When I first became concerned about the environment as a preteen, my efforts were largely conservation based wanting to preserve and protect wildlife and wilderness. As I grew older, these concerns switched more to what our toxic world was doing to human health. As an educator and a parent, seeing these effects on our children furthered my efforts of activism towards a cleaner, healthier world for all creatures great and small.
As a parent of a child with special needs, epigenetics hits home as the most likely cause. It used to be children with special needs were an anomaly, but as rates, such as autism rise, these anomalies are more the norm. As a culture we seek answers, but to truly find them, according to new research, we may need to go back generations to find the culprit.
According to new research, behavior problems, such as anxiety, can actually be linked to a specific fungicide our grandparents were exposed to.
Science Daily reports:
The researchers — David Crews at Texas , Michael Skinner at Washington State and colleagues — exposed gestating female rats to vinclozolin, a popular fruit and vegetable fungicide known to disrupt hormones and have effects across generations of animals. The researchers then put the rats’ third generation of offspring through a variety of behavioral tests and found they were more anxious, more sensitive to stress, and had greater activity in stress-related regions of the brain than descendants of unexposed rats.
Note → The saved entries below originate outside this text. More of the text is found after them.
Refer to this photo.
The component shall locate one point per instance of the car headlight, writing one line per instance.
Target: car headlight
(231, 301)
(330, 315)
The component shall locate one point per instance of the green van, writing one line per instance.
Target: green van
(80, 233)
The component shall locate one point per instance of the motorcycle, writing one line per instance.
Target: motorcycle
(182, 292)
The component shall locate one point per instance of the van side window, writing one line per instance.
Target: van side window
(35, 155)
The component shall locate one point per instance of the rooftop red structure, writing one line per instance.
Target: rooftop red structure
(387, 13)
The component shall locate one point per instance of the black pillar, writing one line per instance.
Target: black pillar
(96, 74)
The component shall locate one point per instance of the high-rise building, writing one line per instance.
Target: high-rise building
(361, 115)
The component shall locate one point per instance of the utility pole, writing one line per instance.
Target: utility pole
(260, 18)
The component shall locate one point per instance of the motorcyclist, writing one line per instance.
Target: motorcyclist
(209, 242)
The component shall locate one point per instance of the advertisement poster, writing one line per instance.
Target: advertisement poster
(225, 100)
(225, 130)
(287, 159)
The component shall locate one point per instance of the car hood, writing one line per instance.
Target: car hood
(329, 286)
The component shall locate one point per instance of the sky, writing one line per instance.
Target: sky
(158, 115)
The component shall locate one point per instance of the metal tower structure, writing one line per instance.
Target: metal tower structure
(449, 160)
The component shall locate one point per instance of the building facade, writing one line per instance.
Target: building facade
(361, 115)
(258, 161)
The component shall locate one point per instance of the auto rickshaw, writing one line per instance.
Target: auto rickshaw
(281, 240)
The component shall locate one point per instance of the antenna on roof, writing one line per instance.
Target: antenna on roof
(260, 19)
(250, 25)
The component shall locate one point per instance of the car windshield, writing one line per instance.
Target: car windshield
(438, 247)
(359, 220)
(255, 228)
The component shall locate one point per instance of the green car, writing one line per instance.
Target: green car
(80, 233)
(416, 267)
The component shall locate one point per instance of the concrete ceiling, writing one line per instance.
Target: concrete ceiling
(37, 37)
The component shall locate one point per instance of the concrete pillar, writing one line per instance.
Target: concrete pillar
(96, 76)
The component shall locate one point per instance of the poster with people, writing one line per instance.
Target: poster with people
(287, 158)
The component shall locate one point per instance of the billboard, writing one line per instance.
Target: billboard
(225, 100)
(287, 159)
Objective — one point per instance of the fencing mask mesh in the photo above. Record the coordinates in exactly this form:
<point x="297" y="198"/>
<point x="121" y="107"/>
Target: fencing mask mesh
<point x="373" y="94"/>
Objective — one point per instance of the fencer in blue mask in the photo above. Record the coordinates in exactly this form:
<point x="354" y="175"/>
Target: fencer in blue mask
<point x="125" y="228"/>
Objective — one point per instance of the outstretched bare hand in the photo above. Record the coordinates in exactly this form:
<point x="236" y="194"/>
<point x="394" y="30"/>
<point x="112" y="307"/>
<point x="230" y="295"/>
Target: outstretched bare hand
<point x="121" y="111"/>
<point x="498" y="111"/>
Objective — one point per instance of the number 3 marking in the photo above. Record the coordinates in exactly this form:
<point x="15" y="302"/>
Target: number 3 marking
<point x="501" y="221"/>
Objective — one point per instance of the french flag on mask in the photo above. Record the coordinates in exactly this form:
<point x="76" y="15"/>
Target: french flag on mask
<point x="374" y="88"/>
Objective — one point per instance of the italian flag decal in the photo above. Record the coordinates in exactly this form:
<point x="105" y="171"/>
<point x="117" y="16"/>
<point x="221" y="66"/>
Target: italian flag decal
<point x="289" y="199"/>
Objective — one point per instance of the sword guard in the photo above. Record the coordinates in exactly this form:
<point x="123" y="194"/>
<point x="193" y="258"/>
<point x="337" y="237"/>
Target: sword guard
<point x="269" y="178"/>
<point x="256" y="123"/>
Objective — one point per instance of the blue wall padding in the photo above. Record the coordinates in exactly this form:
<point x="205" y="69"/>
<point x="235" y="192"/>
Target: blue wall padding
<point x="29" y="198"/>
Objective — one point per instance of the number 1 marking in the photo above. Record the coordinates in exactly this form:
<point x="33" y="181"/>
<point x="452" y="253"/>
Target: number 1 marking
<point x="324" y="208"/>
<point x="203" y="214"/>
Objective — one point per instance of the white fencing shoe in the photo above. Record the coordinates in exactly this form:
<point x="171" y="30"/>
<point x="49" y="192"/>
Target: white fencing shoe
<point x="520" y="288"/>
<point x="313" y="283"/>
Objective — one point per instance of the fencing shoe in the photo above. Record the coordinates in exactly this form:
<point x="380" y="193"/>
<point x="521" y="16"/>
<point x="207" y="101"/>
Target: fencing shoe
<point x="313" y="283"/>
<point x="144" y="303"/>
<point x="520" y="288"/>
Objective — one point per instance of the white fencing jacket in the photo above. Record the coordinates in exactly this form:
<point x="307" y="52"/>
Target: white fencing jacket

“We are now in the third human generation since the start of the chemical revolution, since humans have been exposed to these kinds of toxins,” says Crews. “This is the animal model of that.”
“The ancestral exposure of your great grandmother alters your brain development to then respond to stress differently,” says Skinner. “We did not know a stress response could be programmed by your ancestors’ environmental exposures.”
I’ve always thought that my grandparents lived healthier lives than the current generation. Their diet was full of whole foods, and many lived on farms. Even with a more natural diet, the birth of the chemical revolution not only exposed the air and water they drank, but advertising sold them on all sorts of toxic home products to clean their ovens and get rid of soap scum. It was viewed as progress. Three generations later, our genes are paying the price.
What about our grandchildren? What sort of effect will the thousands of chemicals pervasive in our environment and in our products do to their health, both neurologically and physiologically?
Rodale explains how epigentics will change how we view medical problems:
Here and now, pregnant women may want to pay special attention to avoiding environmental exposure to chemicals with these kinds of adverse effects. Eating organic and avoiding plastic are good places to start. Skinner also suggests knowing what’s in your water and filtering accordingly.
But down the line, Skinner says studying epigenetics could change the field of medicine as we know it. “Today, what we do is reactionary medicine. We don’t do anything until the disease happens,” he says, adding that in the future, we may be able to test a person earlier in life to figure out what his or her ancestors were exposed to. “Then, we might be able to figure out if you have a 95 percent chance of developing a mammary tumor, and we could develop a therapeutic treatment to use years before the disease occurs, as a way of preventative medicine.”
It is frustrating, but we can’t do anything about the past. What we can do is clean up our world immediately to protect future generations!
We have poisoned so many place on Earth, that many of them are uninhabitable like Treece, Kansas. Other places shouldn’t be habited, like Camp LeJeune. We need to stop this crazy toxic chemical use before it is too late.